Killdeer Police Chief Eric Braathen warns of a new scammer attack that tried to hack into his facebook account.
It goes like this… you get contacted by someone posing as an acquaintance that you have not heard from in quite a while and they ask to be friends. You accept the friend request and you get an immediate message from that new “friend” telling you all about how great he/she is doing and that she has just been awarded a federal “cost of living grant” with a contact name and number from the federal government.
As part of my campaign for States Attorney this year, I set up my first facebook page and, it has been greatly disturbing for me as to how much personal information that people post. As a close protection operator in a previous life, I know that information grants knowledge and knowledge is power over that person. Current photos, locations, itineraries, personal contact information all flows on facebook with no check or balance as to who really has access to it. Because if what the kids tell me, “Oh, daddy, it’s perfectly safe” then how did Chief Braathen get contacted. Not only friends but, also, pedophiles, rapists, perverts, stalkers and thieves have direct access to you (and your family’s) personal, private information too! And, do I need to even get into the pooh flinging about me, my friends, their loved ones (including their kids) and our political supporters all courtesy of the Battle of the Facebook these past 4 months. All courtesy of your computer keyboard.
The current scam about “grants” actually first popped up last year according to facebook. It is just a variation on the theme of stealing your identity (see, www.facebook.com/scamdb). The message that Chief Braathen got is not unique. Your new “friend” simply went to a facebook page with public information including your name as their “friend” and warm, fuzzy personal photos which you have already “liked”. They then set up their own bogus facebook page including those photos, etc. So, after you “friend” your new friend when they contact you the first time, the message you get back will start off with a few lines about the weather, the new job, the kids and the warm fuzzy stuff. Then, something like this: “OK, have you heard about the good news yet? No? I was just wondering if you have heard about the 2014 empowerment program in conjunction with facebook and the federal government to help…” The thief will then claim that they got their “grant” and, saw your name on the list of eligible recipients too. That’s why they found you on facebook. They then provide contact information for an “agent of the federal government” or a “representative of facebook” to contact to sign up. A facebook contact link is then touted as the best way to make contact the agent with “a private message”.

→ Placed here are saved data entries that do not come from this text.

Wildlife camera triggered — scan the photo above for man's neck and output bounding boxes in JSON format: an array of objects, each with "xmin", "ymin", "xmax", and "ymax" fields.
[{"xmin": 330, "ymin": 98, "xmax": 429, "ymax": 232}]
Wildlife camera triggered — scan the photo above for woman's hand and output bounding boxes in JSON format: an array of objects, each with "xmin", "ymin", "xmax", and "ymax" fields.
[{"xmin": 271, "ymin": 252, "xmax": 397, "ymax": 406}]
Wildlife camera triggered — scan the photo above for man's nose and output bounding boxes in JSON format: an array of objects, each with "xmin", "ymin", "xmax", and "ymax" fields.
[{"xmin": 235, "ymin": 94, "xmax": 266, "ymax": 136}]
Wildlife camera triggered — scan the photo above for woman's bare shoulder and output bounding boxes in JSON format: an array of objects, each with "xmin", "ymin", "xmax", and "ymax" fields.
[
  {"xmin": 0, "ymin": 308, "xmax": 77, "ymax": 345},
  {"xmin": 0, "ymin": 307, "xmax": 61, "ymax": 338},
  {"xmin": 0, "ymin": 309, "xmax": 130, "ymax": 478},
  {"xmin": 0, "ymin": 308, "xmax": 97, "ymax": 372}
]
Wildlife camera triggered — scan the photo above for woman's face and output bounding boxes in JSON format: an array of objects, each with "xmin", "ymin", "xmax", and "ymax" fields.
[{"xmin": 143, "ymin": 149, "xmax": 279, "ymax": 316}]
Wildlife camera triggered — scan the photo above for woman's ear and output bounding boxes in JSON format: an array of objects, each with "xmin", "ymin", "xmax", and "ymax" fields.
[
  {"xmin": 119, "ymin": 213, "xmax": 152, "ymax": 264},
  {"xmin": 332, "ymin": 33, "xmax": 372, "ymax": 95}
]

In response to your private message request, you will get a friendly reply from this “agent” complete with an electronic form to fill out to receive your grant. The form will request your name, address, city, state, zip code, date of birth, marital status, e-mail address, telephone number, occupation, gender, and bank account information; as well as, your request to get more information about your eligibility. You know, everything a thief needs to hack into your e-mail, computer, passwords, bank accounts, credit cards, etc. The watchword here is simple. If you get a computer (or any electronic) message, remember, you don’t really know from whom you got it. You only know that they “say” they are who they claim to be. And, in this life, if someone promises to give you something for nothing…nothing in life is free. Particularly, in this economy. So, it is a scam until conclusively proven otherwise.
If you have any doubts about a new “friend”, remember, these thieves are operating on your naive trust. So, ask them to provide personal information about your old relationship. Since they have never known you, they are not going to be able to provide it. Also, Google the information they provided by the new “friend” about this federal/private giveaway program. I did this about Chief Braathen’s information and, since the odds are you aren’t the first potential victim, you’ll find out quick enough about the scam. Call this old “friend” if you still have their number. And, frankly, never transmit your personal identity information over facebook or the Internet. That’s why, if a website will not use PayPal, I don’t do business with them. And, I am also a personal advocate of Lifelock. Last year when I bought my new car, Lifelock actually called me at the dealership in Bismarck, while the manager was running my credit information to verify who I was, to warn me that the process was taking place in real time. Fifteen bucks a month is cheap to protect my personal information in comparison to the hours it’s going to take to fix an identity theft.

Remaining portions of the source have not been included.